In my ever changing and expanding fragrance collection, there’s one particular perfume that deserves pride of place. Other scents have come and gone, but Fracas by Germaine Cellier for Robert Piguet has been a mainstay for me for 15 years. It hasn’t been a smooth ride, but my altercations with this perfume have been mostly due to circumstance and other people rather than my own feelings of the scent.
My Fracas Story – Fracas by Robert Piguet 1948
Photo Stolen Fragrantica
I acquired my first Fracas bottle not long after the scent was reintroduced in 1998, before online shopping and the first fragrance blog. Until then, I’d worn popular scents available in department stores and Fracas’ exclusivity enthralled and enchanted me. It was expensive, only available in one boutique here in Sydney, had a cult following and was one of my idols favourites – British model Sophie Dahl. And it looked so chic in the shiny black bottle.
I returned to the Sydney boutique time and time again to catch beautiful whiffs while I saved my hard earned pennies to buy a full bottle. Fracas was going to be my fragrance, something that I loved rather than a perfume that all my girlfriends wore or something to impress a boyfriend. I still remember the thrill when that bottle was finally wrapped lovingly in tissue paper. I was all woman now, and nothing was going to stop me. I proudly put some on before going down to dinner that night. I was still living with my parents at that stage and thought I’d wow them with my new acquisition.
Not so. “Oh my god, what is that AWFUL perfume you have on?” was my mother’s reaction. Dad and my brother also looked suitably unimpressed. I told them in vain of the story of Fracas and how it had been inspired by Rita Hayworth but they just didn’t budge. Such was the level of dislike for my scent that my brother actually renamed it with an expletive (I’ll allow you to use your imagination here): “Oh no, you’ve got that awful *&^% #$$ perfume on again.”
Thus, Fracas and I became clandestine. She now accompanied my on my morning gym visits where I could spray with abandon without my family’s misgivings. However, one day, I managed to smash an almost full bottle on the changing room floor. I was mortified and more disturbed still when I saw dozens of girls recoil in horror at the pungency and loudness of the tuberose. That changing room had my scent on it for months.
Photo Stolen photo-curs
Fast forward some time and suddenly it seemed like every woman was in on my secret. Fracas became ubiquitous and our relationship went more underground. I refused to wear it out now, only sneaking a precious few drops when I could enjoy it at home alone. It would be my guilty pleasure after coming home from work; my comfort scent that I would put on to wear to bed.

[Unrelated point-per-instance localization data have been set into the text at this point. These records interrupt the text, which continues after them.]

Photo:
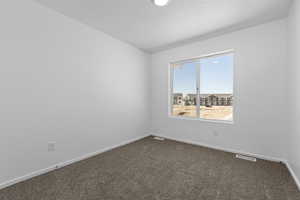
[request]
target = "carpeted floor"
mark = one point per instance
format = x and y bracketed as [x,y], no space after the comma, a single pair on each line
[160,170]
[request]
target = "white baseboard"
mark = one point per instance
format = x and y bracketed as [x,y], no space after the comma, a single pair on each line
[63,164]
[263,157]
[296,179]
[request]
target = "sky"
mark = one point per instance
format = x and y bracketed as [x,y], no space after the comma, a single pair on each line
[216,76]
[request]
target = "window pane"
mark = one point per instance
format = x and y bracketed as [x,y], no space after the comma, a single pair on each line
[216,88]
[184,90]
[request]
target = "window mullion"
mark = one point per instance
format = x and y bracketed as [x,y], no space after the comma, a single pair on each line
[198,89]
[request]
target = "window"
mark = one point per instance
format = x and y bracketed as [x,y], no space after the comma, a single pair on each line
[202,88]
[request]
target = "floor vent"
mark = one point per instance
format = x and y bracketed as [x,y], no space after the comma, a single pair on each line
[159,138]
[239,156]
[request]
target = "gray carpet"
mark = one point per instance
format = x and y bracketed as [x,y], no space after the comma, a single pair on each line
[160,170]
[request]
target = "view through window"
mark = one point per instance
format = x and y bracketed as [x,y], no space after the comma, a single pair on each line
[203,88]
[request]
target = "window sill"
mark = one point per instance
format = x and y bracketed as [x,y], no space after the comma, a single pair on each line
[202,120]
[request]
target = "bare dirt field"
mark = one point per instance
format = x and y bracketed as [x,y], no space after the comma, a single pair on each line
[214,112]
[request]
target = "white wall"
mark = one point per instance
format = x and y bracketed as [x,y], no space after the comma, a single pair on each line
[62,81]
[294,85]
[260,73]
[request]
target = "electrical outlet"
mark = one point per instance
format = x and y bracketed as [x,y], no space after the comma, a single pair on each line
[215,133]
[51,146]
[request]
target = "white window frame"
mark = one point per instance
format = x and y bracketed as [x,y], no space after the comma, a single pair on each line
[170,91]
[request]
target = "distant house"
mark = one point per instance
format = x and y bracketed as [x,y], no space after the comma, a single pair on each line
[205,99]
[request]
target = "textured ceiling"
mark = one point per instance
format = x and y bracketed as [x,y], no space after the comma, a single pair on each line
[152,29]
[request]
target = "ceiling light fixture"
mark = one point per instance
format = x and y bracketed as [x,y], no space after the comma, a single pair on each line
[160,3]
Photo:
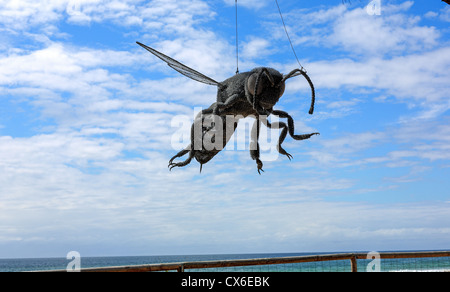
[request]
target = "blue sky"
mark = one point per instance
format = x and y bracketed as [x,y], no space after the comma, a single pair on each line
[88,121]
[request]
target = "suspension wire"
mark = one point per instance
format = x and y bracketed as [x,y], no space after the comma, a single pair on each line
[287,34]
[237,42]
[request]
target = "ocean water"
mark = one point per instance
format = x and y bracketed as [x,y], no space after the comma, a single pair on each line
[385,265]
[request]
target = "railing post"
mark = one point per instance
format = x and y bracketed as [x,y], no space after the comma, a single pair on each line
[354,266]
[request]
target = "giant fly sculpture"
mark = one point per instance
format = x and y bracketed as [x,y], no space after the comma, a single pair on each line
[249,94]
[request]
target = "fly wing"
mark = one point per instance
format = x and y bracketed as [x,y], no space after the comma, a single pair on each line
[183,69]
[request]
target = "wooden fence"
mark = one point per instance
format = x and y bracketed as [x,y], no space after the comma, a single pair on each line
[185,266]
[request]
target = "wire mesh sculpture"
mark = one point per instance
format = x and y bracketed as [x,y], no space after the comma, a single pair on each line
[253,94]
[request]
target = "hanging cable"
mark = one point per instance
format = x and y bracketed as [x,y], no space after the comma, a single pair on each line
[237,42]
[287,34]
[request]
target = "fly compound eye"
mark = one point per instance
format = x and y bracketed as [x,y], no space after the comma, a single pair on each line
[251,85]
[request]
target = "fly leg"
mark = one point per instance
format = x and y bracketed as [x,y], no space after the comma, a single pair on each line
[284,127]
[283,114]
[254,145]
[190,149]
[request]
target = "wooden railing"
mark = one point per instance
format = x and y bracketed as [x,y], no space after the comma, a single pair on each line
[183,266]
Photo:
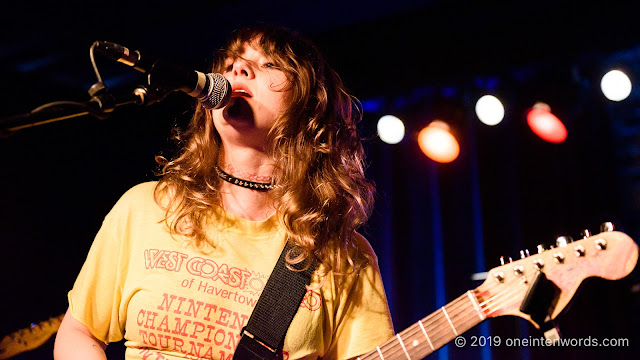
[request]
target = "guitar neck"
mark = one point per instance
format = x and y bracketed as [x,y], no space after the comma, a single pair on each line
[432,332]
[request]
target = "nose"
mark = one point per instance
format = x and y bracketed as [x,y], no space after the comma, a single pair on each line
[242,68]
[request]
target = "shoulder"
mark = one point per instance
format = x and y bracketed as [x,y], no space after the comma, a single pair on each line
[362,253]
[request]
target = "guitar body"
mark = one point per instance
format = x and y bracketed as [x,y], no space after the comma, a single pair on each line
[537,288]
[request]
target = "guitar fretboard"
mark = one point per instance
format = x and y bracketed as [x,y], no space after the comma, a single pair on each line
[432,332]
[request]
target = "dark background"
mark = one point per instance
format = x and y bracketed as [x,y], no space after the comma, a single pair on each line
[435,224]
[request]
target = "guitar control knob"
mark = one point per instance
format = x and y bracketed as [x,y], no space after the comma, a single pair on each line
[558,257]
[606,227]
[562,241]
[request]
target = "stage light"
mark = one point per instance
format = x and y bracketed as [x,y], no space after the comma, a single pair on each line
[437,142]
[545,124]
[390,129]
[615,85]
[489,110]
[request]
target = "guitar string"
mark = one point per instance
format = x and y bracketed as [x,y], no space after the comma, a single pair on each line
[451,307]
[414,332]
[434,335]
[394,341]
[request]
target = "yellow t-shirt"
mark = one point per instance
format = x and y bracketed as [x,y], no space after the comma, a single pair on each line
[170,300]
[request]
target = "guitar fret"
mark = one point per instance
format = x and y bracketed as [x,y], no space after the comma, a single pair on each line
[474,301]
[449,320]
[425,335]
[403,348]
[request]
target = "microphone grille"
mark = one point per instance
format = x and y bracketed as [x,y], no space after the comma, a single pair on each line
[219,92]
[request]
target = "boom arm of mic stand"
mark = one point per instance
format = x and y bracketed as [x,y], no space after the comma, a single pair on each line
[101,105]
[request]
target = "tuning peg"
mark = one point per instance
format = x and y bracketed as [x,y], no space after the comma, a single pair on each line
[562,241]
[606,227]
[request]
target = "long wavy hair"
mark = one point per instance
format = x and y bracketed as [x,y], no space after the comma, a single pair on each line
[321,190]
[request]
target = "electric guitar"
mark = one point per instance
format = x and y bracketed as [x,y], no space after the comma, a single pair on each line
[29,338]
[536,288]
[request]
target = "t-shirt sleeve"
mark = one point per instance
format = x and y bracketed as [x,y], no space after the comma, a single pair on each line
[363,320]
[96,295]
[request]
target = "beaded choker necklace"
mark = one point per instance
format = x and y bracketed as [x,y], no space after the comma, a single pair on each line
[244,183]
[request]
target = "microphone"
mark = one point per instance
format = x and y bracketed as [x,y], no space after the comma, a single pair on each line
[212,90]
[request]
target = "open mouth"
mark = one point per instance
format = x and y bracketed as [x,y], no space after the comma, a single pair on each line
[240,93]
[238,108]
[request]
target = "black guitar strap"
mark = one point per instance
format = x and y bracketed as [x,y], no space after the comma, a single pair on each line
[263,336]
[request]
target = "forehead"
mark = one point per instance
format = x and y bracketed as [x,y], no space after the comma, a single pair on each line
[247,51]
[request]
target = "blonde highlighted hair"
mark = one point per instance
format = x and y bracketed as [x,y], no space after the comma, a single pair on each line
[322,193]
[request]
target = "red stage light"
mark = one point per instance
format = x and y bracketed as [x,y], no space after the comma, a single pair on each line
[545,124]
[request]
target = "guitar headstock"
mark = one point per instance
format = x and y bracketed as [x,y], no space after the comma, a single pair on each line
[29,338]
[610,255]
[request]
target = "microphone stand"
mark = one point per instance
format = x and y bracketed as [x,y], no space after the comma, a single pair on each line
[101,105]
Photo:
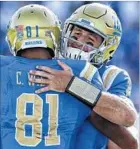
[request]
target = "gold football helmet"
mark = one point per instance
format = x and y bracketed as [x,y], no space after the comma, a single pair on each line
[33,26]
[97,18]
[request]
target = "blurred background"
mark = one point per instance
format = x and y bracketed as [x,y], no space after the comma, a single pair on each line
[127,55]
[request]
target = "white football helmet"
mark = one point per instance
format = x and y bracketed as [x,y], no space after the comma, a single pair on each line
[33,26]
[99,19]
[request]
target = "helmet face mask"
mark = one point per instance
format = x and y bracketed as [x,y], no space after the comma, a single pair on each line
[95,18]
[33,26]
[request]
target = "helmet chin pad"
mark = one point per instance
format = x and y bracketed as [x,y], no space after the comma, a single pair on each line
[75,53]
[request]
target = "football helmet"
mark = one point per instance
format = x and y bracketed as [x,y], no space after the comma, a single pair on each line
[33,26]
[97,18]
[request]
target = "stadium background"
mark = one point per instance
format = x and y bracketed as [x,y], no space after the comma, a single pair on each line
[127,55]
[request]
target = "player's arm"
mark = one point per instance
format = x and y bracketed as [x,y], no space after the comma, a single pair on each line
[109,106]
[118,134]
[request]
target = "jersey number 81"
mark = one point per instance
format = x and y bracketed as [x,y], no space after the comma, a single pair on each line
[34,120]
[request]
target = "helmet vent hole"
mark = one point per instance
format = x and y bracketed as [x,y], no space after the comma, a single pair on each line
[19,16]
[45,13]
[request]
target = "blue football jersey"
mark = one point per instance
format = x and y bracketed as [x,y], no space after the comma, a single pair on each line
[115,81]
[48,120]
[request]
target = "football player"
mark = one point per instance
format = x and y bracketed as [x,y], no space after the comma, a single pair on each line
[50,120]
[93,33]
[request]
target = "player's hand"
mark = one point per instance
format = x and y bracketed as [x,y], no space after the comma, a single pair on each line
[56,80]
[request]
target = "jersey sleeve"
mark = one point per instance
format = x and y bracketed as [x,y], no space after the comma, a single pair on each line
[117,81]
[91,74]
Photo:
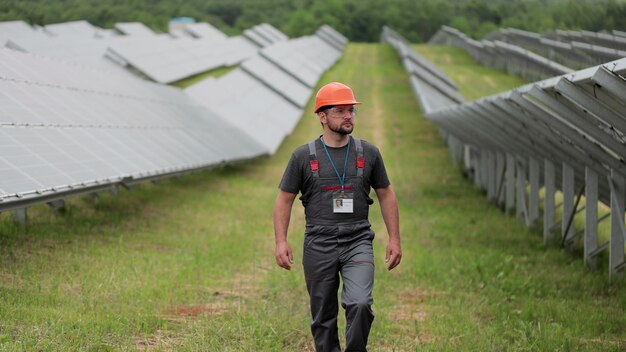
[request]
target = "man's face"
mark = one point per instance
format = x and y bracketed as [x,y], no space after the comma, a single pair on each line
[340,118]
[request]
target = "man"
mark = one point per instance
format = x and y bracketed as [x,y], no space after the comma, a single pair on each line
[331,170]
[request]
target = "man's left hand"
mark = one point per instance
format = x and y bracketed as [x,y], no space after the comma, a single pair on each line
[394,254]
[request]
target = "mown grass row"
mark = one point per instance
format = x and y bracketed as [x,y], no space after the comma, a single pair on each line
[188,264]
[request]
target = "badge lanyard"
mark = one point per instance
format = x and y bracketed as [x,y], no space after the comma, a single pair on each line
[341,178]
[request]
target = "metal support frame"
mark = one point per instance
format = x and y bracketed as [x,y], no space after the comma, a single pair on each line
[521,209]
[533,198]
[20,215]
[617,184]
[492,178]
[57,205]
[591,217]
[549,208]
[510,184]
[568,199]
[500,173]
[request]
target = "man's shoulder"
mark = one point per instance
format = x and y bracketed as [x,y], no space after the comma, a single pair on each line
[302,151]
[367,146]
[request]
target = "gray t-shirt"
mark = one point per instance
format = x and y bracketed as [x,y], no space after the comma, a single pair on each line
[298,177]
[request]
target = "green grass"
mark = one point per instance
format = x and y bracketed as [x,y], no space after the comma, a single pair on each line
[188,264]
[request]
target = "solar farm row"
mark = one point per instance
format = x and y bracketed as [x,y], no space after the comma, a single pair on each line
[72,124]
[563,133]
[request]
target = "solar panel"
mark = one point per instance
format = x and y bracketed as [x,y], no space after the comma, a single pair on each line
[64,127]
[205,31]
[249,105]
[278,80]
[166,60]
[73,28]
[134,29]
[256,38]
[67,128]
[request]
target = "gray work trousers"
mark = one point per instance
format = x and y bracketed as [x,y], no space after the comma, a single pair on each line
[328,252]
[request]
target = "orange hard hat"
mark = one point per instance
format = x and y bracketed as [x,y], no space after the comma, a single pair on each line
[334,93]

Just as my relationship with Fracas has changed, so too has the scent on my skin. All those years ago it was a bold, brash diva: tuberose with a capital T, a scent that was incredibly beautiful but that took no prisoners. Now Fracas is sotto voce on my skin, it opens up with the bright orange blossom and tuberose before the buttery goodness melds with my skin and becomes one with it. It sings so softly now that I can pretty much wear it without provoking comment.
So it was much to my surprise when I did get one sometime last year. I’d spritzed some on before hopping into a taxi to meet my fiancé. The driver turned to me and said: “What are you wearing? You smell lovely, like a lady.” I told him it was Fracas and she was very much a lady indeed.
Fracas is now not so exclusive and available readily online at outlets such as FragranceNet, $68.19/50ml.
Have you tried Fracas? Which one of your fragrances takes pride of place in your collection?